C'est le Golgotha que James Carter choisit comme sommet, ses initiales en clin d'œil pour l'album qui fut son véritable baptême, « JC On the Set ». C'est cette même puissance expressive, magistrale, que l'on retrouve dans la voix de Koko Taylor, lorsque la reine du blues évoque Mother Nature. Peut-être ressemblait-elle à une gazelle violette, dans les couleurs du soleil couchant, comme l'a imaginée Duke Ellington

Un retour aux sources. Comme celui qu'effectua en 1976, rue de Lourmel, le pianiste Jean-Pierre Mas. Cet album, en duo avec le contrebassiste brésilien Cesarius Alvim, produit par Jean-Jacques Pussiau pour son tout jeune label Owl, connut un énorme succès public. Un sommet d'évidence.

Au pays des géants, ne pas oublier de frapper à la porte de Michel Petrucciani. Virevolter sur le clavier. C'est le lot des pianistes qui furent des enfants prodiges. Sauf que quand il s'agit de Michel Petrucciani, la puissance rythmique emporte le lyrisme de la moindre ballade vers une invitation à la danse. Avec des fulgurances qui sont autant de rais de lumière. Celui qu'à immortalisé le batteur Leon Parker aurait pu faire un générique de Banzzaï : un Ray of Light qui insiste à l'heure où chien et loup font bon ménage.
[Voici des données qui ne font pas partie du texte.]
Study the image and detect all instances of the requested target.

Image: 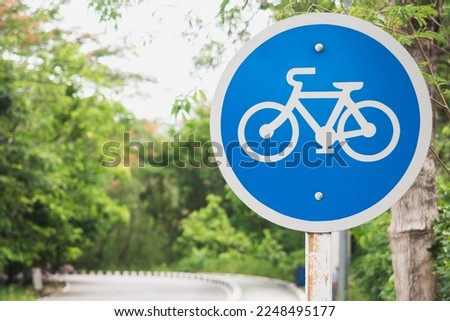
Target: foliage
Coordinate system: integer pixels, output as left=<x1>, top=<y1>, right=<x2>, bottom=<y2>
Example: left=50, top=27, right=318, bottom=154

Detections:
left=349, top=213, right=395, bottom=300
left=0, top=1, right=131, bottom=282
left=433, top=176, right=450, bottom=301
left=175, top=195, right=304, bottom=280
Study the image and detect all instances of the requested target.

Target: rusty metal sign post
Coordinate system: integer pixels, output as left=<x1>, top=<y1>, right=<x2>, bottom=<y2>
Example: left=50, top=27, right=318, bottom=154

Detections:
left=305, top=233, right=333, bottom=301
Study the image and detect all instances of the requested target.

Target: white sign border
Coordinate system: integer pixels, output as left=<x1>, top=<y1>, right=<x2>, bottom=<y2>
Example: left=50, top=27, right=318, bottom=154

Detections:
left=210, top=13, right=432, bottom=233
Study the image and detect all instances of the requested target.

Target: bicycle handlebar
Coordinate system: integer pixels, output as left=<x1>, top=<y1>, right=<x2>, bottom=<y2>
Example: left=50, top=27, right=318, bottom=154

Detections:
left=286, top=67, right=316, bottom=85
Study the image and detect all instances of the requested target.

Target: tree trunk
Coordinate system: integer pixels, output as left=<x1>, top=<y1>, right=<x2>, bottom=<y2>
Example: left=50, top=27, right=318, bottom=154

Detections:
left=389, top=0, right=438, bottom=301
left=389, top=150, right=438, bottom=301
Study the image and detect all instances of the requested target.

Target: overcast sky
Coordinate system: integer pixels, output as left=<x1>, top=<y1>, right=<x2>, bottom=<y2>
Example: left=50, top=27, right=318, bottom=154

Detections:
left=54, top=0, right=267, bottom=123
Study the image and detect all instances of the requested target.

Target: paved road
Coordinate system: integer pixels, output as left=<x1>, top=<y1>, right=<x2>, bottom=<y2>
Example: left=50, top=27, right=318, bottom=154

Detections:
left=42, top=274, right=302, bottom=301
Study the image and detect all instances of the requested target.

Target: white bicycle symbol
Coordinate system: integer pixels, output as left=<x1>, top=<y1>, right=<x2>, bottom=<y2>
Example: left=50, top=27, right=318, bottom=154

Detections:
left=238, top=67, right=400, bottom=162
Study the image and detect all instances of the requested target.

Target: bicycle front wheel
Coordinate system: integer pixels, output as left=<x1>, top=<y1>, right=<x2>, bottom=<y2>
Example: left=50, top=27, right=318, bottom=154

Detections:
left=337, top=100, right=400, bottom=162
left=238, top=101, right=299, bottom=163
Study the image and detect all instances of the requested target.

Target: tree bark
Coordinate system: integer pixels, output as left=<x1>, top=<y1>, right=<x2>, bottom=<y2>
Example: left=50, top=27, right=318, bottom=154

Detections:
left=389, top=1, right=439, bottom=301
left=389, top=150, right=438, bottom=301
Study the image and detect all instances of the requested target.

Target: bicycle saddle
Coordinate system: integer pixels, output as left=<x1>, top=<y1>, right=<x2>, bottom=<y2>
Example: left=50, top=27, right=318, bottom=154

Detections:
left=333, top=81, right=364, bottom=91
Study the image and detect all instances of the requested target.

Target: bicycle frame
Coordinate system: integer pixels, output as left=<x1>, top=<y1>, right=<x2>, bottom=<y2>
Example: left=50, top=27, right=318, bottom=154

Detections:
left=262, top=75, right=376, bottom=153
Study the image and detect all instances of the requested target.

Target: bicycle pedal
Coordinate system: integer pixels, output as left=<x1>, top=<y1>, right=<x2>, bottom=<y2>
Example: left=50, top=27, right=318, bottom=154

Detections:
left=316, top=148, right=334, bottom=154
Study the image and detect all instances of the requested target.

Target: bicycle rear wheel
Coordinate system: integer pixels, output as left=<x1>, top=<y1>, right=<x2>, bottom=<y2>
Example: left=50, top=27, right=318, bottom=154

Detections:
left=337, top=100, right=400, bottom=162
left=238, top=101, right=299, bottom=163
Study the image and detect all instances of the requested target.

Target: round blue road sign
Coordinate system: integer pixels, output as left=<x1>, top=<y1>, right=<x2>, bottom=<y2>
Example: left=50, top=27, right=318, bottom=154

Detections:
left=211, top=14, right=431, bottom=232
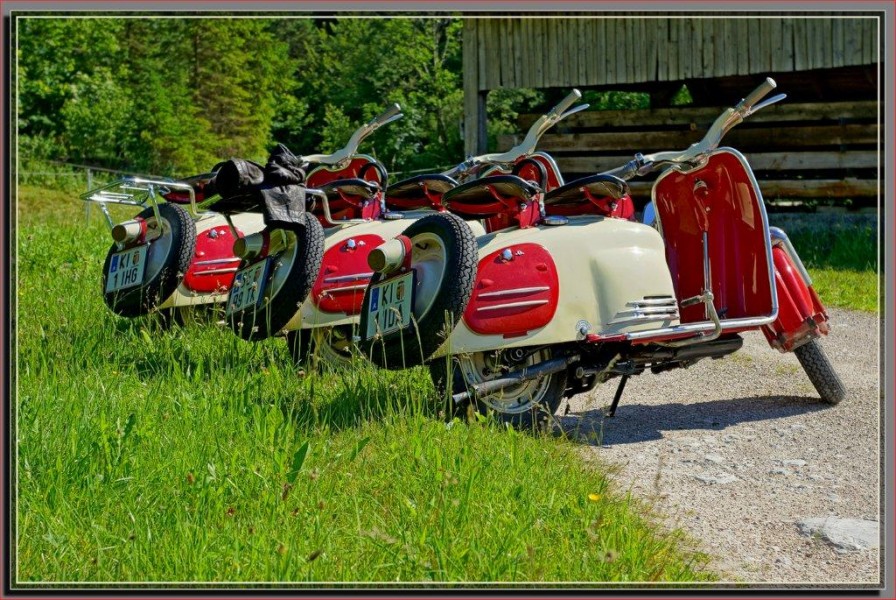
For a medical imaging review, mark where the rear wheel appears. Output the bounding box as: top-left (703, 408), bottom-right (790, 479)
top-left (227, 213), bottom-right (324, 340)
top-left (793, 340), bottom-right (846, 404)
top-left (286, 325), bottom-right (353, 368)
top-left (430, 348), bottom-right (567, 429)
top-left (360, 213), bottom-right (478, 369)
top-left (103, 203), bottom-right (196, 317)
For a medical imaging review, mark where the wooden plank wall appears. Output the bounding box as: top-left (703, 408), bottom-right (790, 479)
top-left (464, 16), bottom-right (880, 91)
top-left (498, 101), bottom-right (882, 200)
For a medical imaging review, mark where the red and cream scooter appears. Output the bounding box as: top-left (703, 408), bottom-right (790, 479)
top-left (361, 79), bottom-right (846, 426)
top-left (81, 173), bottom-right (264, 324)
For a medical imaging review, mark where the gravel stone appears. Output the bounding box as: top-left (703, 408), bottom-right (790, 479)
top-left (560, 308), bottom-right (882, 586)
top-left (694, 473), bottom-right (740, 485)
À quoi pensent les jazzmen quand ils sont d'humeur légère ? À s'amuser, bien sûr. Ils ont même inventé un terrain de jeu idéal pour cela, les jam sessions. L'une des plus célèbres fut organisée par le facétieux guitariste Slim Gaillard, celui-là même qui fit les 400 coups avec le bassiste grommelant Slam Stewart. 1945, il invente un langage surréaliste, le vout et apostrophe le batteur Zutty Singleton, le pianiste Dodo Marmarosa, le ténor Jack McVea, et les deux stars de l'époque, Charlie Parker et Dizzy Gillespie. La légèreté aux éclats.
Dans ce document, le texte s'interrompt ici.